Still not getting the hint, the military moved on to Starfish Prime. Three weeks after the first Starfish, they brought out another rocket and W-49 and, in the middle of the night, lit the fuse. This time the rocket performed perfectly, arcing 375 miles above the Earth, then descending to 250 miles before detonating its 1.4 megaton warhead.
The immediate effect was a massive electromagnetic pulse. It instantly overloaded all the instruments they had set up to measure it. Not only that, it knocked out electrical systems 900 miles away in Hawaii—300 streetlights went dark, several burglar alarms tripped, and a microwave communications link was damaged. It seemed that long power lines acted as antennas, picking up the EMP and feeding it into everything attached to the power grid. Any sensitive electronics were likely to be damaged.
The detonation also quickly created intense auroras, illuminating thousands of miles of ocean from the test site to the Samoan Islands. But the most serious effect was that it created a dangerous radiation belt around the Earth which persisted for months after the test.

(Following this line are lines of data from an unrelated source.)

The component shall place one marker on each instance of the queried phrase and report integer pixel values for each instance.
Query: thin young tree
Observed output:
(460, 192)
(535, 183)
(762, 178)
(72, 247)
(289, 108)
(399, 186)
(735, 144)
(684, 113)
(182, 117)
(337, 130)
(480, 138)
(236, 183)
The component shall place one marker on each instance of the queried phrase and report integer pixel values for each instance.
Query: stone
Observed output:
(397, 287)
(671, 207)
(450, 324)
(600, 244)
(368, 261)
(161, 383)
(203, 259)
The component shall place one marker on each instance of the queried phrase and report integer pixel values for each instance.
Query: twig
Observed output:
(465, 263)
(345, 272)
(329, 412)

Satellites passing through the belt were seriously damaged; two Navy navigation satellites, three research satellites from the US, UK, and USSR, and the first communications satellite to transmit live TV across an ocean were all lost to it.
The military took one look at test shot Urraca, which was planned to detonate at an altitude with many more satellites, and said “nope”. But they kept trying with Bluegill, and Bluegill Prime succeeded in exploding on the launch pad, destroying the facility and once again spreading radioactive debris across the island.
While the military spent three months cleaning up the mess, they re-planned Fishbowl, downsizing Bluegill’s warhead and adding three relatively small-yield, relatively low-altitude tests to achieve a more manageable electromagnetic pulse. Bluegill Double Prime once again managed to shower Johnston Island with debris, but Bluegill Triple Prime worked properly, except that it permanently damaged the eyesight of two servicemembers. The new tests—Checkmate, Kingfish, and Tightrope—went off without a hitch.
The Soviets ran their own series of high-altitude tests, this time over Kazakhstan; one of their tests produced a similarly gigantic EMP, which fried about a thousand miles of telephone and power lines and caused a fire that burned down a power plant. Around this time, the US and Soviet Union finally realized that aboveground nuclear tests were a deeply stupid thing to do and agreed to ban them.
So, the answer to your question is: A nuclear bomb detonated in space doesn’t create a shock wave; instead, it creates a ton of radiation and some high-speed, particle-scale radioactive debris. There is no mushroom cloud—the blast is spherical and continues to visibly glow for many minutes.
If the detonation is near a planet with a magnetic field and atmosphere, it interacts with them to create auroras, radiation belts that cook satellites for months, and a huge electromagnetic pulse that would probably fry a nation’s electrical grid and everything attached to it. If there are people on that planet, they might feel the heat of the blast on their faces; if those people aren’t wearing protective goggles, they might slowly regain some of their eyesight over the next six months. However, very little radiation reaches the ground.